Serão más notícias para Portugal? Como referi,  existem limites para o que o BCE pode comprar de cada país. E a quota de compras para Portugal está quase preenchida. Ao ritmo atual poderá ficar totalmente utilizada para os primeiros meses de 2017. Existirão poucas alternativas sérias e prováveis para que se perpetue com a mesma capacidade de resposta verificada até ao momento. E face aos riscos que se aguardam para o próximo ano – junte-se a este  cocktail as recentes declarações da DBRS sobre Portugal, e a recente colocação da CGD em perspetiva negativa –, talvez as taxas de juro para emissões a 10 anos venham a ser testadas junto aos 4%. O que pode, obviamente, comprometer a procura por emissões no primeiro mercado.

O tempo que o BCE tem vindo a comprar pode, por isso, ter os dias contados e Portugal pode muito bem ter vindo a desperdiçar uma oportunidade para proceder às reformas necessárias e aumentar o potencial de crescimento de longo prazo da economia Portuguesa.  As medidas de estímulo do BCE não só permitiram a Portugal baixar os seus custos com pagamentos de financiamento como contribuíram para que os encargos com o endividamento público permanecessem menores, melhorando assim as dinâmicas de dívida pública. Em média, para o período de 2014 e 2016, os custos de funding caíram cerca de 150  pontos base para Espanha e Itália, e ainda mais para Portugal (cerca de 200 pontos base).

Mas a realidade é que esta folga orçamental criada artificialmente pelo BCE serviu, desde 2015 até ao momento, essencialmente para criar mais despesa (com o abandono do esforço de consolidação fiscal), o que fez com que se desperdiçasse o espaço criado com a redução do esforço de pagamento dos juros para aumentar o investimento público – fundamental para a criação de crescimento de médio e longo prazo.

Adicionalmente, o último ano e meio representou uma oportunidade perdida para Portugal proceder a reformas estruturais que gerassem confiança suficiente para incutir maior confiança nos credores e investidores. As principais agências de rating internacional mostraram reservas face ao rumo seguido pelo atual executivo, incluindo a DBRS, vital para o acesso ao financiamento português às linhas do BCE. O ímpeto reformista nos países deficitários da zona euro, onde se inclui Portugal, abrandou abruptamente desde 2011 de acordo com o último estudo da OCDE sobre o sucesso de implementação das recomendações do Organismo, o estudo Going for Growth.
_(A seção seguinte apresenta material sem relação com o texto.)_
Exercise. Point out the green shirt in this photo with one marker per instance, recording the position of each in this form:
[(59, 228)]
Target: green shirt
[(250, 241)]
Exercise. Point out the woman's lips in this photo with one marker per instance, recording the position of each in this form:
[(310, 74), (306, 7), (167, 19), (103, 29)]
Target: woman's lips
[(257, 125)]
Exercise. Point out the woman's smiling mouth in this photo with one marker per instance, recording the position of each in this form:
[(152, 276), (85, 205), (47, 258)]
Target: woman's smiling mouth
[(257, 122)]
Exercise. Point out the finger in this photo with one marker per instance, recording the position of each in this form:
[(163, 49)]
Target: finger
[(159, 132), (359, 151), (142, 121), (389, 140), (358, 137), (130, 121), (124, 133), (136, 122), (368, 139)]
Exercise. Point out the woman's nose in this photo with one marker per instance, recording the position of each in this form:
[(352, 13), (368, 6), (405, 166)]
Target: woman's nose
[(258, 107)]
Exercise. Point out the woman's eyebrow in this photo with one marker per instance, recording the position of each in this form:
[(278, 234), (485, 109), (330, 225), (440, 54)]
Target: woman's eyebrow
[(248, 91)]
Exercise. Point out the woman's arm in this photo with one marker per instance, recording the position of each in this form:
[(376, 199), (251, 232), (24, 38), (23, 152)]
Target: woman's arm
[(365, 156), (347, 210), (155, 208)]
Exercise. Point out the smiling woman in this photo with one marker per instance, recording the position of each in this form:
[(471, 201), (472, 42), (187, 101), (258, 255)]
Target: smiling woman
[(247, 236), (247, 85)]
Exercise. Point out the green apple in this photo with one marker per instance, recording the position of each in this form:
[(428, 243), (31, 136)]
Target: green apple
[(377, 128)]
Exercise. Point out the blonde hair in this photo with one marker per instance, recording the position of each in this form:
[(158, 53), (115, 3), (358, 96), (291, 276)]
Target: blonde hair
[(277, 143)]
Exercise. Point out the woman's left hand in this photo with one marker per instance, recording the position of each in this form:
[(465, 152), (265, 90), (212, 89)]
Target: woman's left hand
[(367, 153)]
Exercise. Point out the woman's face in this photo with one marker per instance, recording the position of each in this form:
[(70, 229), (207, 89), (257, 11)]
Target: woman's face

De pouco valerá por isso responsabilizar o BCE por sinalizar o princípio do fim dos estímulos. Com o fim da era dos preços baixos do petróleo, num ambiente global menos favorável em termos de política monetária e com um crescimento ainda incipiente da economia europeia, as fragilidades da economia, contas públicas e sistema financeiro nacional virão ao de cima e ficarão à vista dos investidores internacionais. Portugal colocou-se, novamente, na linha de tiro dos mercados financeiros. A manutenção do rating de investimento por parte da DBRS e a limitada capacidade do BCE para intervir nas emissões de dívida soberana poderão bem representar um novo cabo das tormentas para Portugal.